Silencio, por favor
El Imperio Bizantino —el Imperio Romano de Oriente, mejor— pudo haber sido lo más importante que le haya pasado a la humanidad en toda su historia: lo más truculento, sin duda, pero también lo más sabio, lo más inteligente, lo más perverso, lo más humano que nos tocó en suerte y en desgracia en este planeta que visto desde Saturno, así a lo lejos, como quien no quiere la cosa, es solo un punto azul y perdido en el espacio.
20 de octubre 2017 · 00:00hs
El Imperio Bizantino —el Imperio Romano de Oriente, mejor— pudo haber sido lo más importante que le haya pasado a la humanidad en toda su historia: lo más truculento, sin duda, pero también lo más sabio, lo más inteligente, lo más perverso, lo más humano que nos tocó en suerte y en desgracia en este planeta que visto desde Saturno, así a lo lejos, como quien no quiere la cosa, es solo un punto azul y perdido en el espacio.

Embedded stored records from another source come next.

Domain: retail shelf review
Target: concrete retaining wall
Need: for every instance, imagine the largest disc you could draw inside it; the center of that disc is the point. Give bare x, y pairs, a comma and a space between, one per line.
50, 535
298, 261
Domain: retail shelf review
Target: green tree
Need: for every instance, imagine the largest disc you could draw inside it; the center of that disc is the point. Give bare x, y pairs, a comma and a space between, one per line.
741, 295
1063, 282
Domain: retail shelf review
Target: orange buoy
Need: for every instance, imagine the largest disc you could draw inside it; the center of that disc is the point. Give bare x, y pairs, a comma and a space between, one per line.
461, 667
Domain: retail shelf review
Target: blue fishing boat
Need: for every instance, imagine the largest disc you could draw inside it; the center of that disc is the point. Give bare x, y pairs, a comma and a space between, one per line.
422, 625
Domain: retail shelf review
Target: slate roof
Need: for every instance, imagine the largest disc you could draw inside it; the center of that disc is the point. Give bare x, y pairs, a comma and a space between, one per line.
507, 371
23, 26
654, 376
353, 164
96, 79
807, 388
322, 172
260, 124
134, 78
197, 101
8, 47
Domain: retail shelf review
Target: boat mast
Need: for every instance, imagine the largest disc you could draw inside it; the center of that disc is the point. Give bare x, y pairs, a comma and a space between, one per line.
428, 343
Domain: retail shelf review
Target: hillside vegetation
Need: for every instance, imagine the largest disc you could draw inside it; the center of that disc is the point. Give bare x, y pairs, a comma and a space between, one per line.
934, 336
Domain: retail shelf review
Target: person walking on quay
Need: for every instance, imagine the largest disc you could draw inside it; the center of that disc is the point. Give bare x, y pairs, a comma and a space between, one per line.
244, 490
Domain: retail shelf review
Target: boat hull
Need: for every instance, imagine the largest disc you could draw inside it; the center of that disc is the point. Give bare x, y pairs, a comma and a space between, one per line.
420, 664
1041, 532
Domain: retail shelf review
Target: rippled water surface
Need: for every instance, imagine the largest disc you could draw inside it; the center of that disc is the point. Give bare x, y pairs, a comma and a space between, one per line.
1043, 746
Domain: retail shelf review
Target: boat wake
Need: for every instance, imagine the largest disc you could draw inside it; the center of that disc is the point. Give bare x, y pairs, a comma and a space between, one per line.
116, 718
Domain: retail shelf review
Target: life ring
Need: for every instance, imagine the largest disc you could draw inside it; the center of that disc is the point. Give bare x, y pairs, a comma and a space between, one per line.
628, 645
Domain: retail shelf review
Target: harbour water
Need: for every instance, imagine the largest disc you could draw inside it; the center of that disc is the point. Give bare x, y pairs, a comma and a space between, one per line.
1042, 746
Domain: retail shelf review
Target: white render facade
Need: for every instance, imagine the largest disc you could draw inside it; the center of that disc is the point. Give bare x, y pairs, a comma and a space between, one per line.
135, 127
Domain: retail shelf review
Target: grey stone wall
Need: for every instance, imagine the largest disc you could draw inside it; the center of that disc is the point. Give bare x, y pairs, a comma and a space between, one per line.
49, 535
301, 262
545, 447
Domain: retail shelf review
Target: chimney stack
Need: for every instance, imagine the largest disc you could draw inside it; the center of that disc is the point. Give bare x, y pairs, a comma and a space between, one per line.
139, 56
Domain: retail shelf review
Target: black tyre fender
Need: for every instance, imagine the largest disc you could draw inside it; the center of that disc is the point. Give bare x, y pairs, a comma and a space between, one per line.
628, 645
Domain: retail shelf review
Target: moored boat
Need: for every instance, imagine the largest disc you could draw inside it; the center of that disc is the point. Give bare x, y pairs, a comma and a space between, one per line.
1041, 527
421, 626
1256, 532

Los bizantinos tenían el arma letal del ‘fuego griego', una fusión de nitrógeno, azufre y salitre que ponían en una bomba que al caer en el mar hacía que el agua ardiera, nada menos. Tenían también la venerable costumbre de quitarles el ojo o la nariz, con un punzón ardiente, a los funcionarios desleales y corruptos, cuando no les cortaban de una vez, a los hombres, lo que don Andrés Bello llamó "el asta viril".
Pero lo mejor que tenían los bizantinos no era el derecho ni la fe ni la filosofía ni los mosaicos ni la teología ni la pasión por hablar de todo a la vez (eran una red social), sino algo muchísimo más importante, una figura y un cargo y un honor que hoy hace mucha falta en todas partes. Me refiero al ‘silenciario', el encargado en el palacio imperial y en la ciudad de que hubiera silencio, de que no hubiera ruido.
Una empresa y una misión que hoy serían imposibles, pues quizás ese es el gran invento del mundo moderno: el ruido, su presencia invasiva y constante, su compañía a toda hora y en todo momento, sin que podamos ni siquiera distinguirlo ya, así de incorporado lo tenemos en nuestra vida, así de voraz es su sombra que llega a todo resquicio, que se mete en todos los rincones. Una banda sonora atroz e inevitable.
Un amigo mío muy querido y muy viejo se jubiló hace muchos años y a los tres días ya había aceptado ser el presidente de alguna academia literaria o algo así, el hecho es que tenía que ir todos los días y trabajar, seguir trabajando. Alguien sí le preguntó que por qué lo hacía, por qué no se retiraba ahora que podía, por qué no se quedaba en su casa. Solo contestó: "Ustedes no saben cómo suena una aspiradora al mediodía".
Hoy lo sabemos bien: conocemos ese ruido y todos los demás que nos torturan, el de la licuadora, el del televisor o la radio allí donde vayamos, el de los gritos por la calle, el del periodista que cree que tiene que llenar un espacio, decir algo, y entonces habla y habla y habla sin parar, hasta que las palabras se van quedando vacías, como si fueran de arena.
Mike Goldsmith, un gran científico inglés, escribió un libro bellísimo, Discorde, que es una historia y una definición del ruido, el relato de cómo el mundo permitió que su vida fuera una incurable polución auditiva, una caja de música descompuesta. "La historia del ruido no es tan fácil como suena", dice Goldsmith, y recordé la frase de Benedetto Croce: "Es el que nos quita la soledad pero sin darnos compañía".
Eso mismo logra el ruido: acabar con el silencio, semejante tesoro, sin reemplazarlo por algo mejor; sin añadirle nada digno o más hermoso. Como lo pedía el silenciario de Bizancio, el silencio también es una opción. Pero ya vengo: acaba de sonar el timbre, ya voy.